An angle is formed by two rays sharing a common endpoint (the vertex). Angles are measured in degrees, from 0 to 360. They are classified by measure: acute (0-90), right (exactly 90), obtuse (90-180), and straight (exactly 180). The Angle Addition Postulate states that if ray BD is in the interior of angle ABC, then the measures add. Understanding angle classification is prerequisite to virtually every theorem in geometry.
Use a protractor to measure physical angles first. Classify angles by sight, then verify with measurement. Introduce notation (angle symbol, three-letter naming with vertex in the middle). Practice the Angle Addition Postulate with diagrams where angles are subdivided.
You have been working with points, lines, and planes as the primitives of geometry. An angle arises naturally the moment two rays share a common endpoint: that shared point is the vertex, and the opening between the rays is the angle. Angles appear everywhere in geometry — in triangles, parallel-line diagrams, circles, and polygons — so developing precise vocabulary for them now pays off immediately in every subsequent topic.
Angles are measured in degrees, where a full rotation is 360°. The classifications — acute (0°–90°), right (exactly 90°), obtuse (90°–180°), and straight (exactly 180°) — are not arbitrary labels but reflect geometric distinctions with real consequences. A right angle signals perpendicularity, which is the foundation of the Pythagorean theorem and coordinate geometry. A straight angle is just a straight line looked at from one end. Memorizing the classification thresholds is less important than understanding what they represent.
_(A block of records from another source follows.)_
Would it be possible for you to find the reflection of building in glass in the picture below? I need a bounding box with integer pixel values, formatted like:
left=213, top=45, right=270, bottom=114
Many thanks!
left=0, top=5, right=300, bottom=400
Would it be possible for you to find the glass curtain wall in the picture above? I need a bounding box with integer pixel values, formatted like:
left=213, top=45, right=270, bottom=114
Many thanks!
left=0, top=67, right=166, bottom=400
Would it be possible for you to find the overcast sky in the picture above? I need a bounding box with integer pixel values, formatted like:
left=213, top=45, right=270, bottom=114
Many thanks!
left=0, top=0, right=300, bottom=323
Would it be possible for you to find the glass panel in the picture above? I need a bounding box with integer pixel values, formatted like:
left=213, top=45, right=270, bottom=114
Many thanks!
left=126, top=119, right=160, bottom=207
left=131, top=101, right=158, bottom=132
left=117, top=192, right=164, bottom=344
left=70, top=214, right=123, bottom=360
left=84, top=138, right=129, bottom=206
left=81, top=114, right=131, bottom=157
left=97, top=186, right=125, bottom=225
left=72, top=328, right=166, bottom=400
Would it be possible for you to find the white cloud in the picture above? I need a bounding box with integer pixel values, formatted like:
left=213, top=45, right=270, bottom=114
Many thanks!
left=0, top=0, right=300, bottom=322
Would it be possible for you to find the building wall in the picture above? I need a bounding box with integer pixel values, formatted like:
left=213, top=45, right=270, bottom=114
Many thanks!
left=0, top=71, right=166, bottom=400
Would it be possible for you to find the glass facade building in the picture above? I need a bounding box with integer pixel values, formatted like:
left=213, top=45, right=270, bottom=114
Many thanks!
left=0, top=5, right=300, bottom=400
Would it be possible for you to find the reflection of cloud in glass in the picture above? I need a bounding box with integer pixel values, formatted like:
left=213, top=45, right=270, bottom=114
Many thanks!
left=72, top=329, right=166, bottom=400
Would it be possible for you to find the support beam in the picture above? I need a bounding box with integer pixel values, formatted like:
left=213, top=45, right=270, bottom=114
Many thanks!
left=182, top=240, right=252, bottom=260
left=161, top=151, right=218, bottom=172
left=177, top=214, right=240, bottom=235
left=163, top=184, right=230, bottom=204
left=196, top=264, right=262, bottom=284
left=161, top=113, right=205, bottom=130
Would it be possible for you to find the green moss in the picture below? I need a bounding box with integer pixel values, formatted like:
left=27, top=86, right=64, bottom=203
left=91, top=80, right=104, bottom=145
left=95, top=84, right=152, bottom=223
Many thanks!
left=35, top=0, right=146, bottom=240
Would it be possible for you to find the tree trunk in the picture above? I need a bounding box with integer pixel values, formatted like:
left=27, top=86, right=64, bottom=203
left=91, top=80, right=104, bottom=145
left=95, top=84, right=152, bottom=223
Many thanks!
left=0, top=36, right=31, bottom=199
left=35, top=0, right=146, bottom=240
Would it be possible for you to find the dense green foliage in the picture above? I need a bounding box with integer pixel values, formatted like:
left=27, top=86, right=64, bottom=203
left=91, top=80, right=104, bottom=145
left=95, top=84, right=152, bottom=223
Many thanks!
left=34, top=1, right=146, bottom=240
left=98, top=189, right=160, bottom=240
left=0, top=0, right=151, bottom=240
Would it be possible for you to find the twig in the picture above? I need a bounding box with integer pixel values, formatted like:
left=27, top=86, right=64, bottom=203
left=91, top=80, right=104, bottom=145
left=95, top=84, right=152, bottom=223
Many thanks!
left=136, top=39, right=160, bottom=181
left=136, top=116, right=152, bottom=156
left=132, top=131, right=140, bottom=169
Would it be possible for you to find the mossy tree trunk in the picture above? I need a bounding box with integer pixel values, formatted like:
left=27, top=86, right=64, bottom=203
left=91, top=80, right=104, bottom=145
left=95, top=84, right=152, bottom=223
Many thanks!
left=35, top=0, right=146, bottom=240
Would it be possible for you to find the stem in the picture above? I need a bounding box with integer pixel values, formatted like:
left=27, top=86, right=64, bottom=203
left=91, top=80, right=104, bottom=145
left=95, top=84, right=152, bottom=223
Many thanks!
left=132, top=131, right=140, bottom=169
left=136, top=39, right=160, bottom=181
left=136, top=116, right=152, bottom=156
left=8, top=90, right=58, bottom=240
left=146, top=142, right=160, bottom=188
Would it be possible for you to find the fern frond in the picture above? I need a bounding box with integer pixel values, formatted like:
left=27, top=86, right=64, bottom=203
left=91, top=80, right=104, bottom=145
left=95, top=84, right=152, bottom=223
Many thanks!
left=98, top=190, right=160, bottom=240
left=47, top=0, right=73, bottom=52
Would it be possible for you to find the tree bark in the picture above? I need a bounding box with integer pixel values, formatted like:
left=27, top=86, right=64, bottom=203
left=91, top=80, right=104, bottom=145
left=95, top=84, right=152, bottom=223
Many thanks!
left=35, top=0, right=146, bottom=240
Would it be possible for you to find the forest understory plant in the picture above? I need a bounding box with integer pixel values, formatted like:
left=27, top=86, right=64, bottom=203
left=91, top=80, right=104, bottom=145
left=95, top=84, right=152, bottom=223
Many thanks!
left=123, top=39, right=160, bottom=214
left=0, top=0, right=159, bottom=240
One of the most important misconceptions to correct early: the measure of an angle has nothing to do with the length of its rays. An angle of 45° between two short rays is identical in measure to a 45° angle between two very long rays. Angles measure rotation, not length. If you always think "how much would I have to rotate one ray to land on the other?", the measure follows directly from that rotation — ray length is irrelevant.
The Angle Addition Postulate provides the key tool for working with angles in diagrams: if a ray lies inside an angle, the two sub-angles it creates add to give the whole. Written symbolically: if BD is in the interior of ∠ABC, then m∠ABC = m∠ABD + m∠DBC. This looks simple, but it is the foundation for every geometric argument that involves breaking apart or combining angles — from proving triangle angle sums to analyzing parallel-line relationships. Practice identifying when a ray subdivides an angle in a figure and applying the postulate fluently, because it appears constantly in proofs.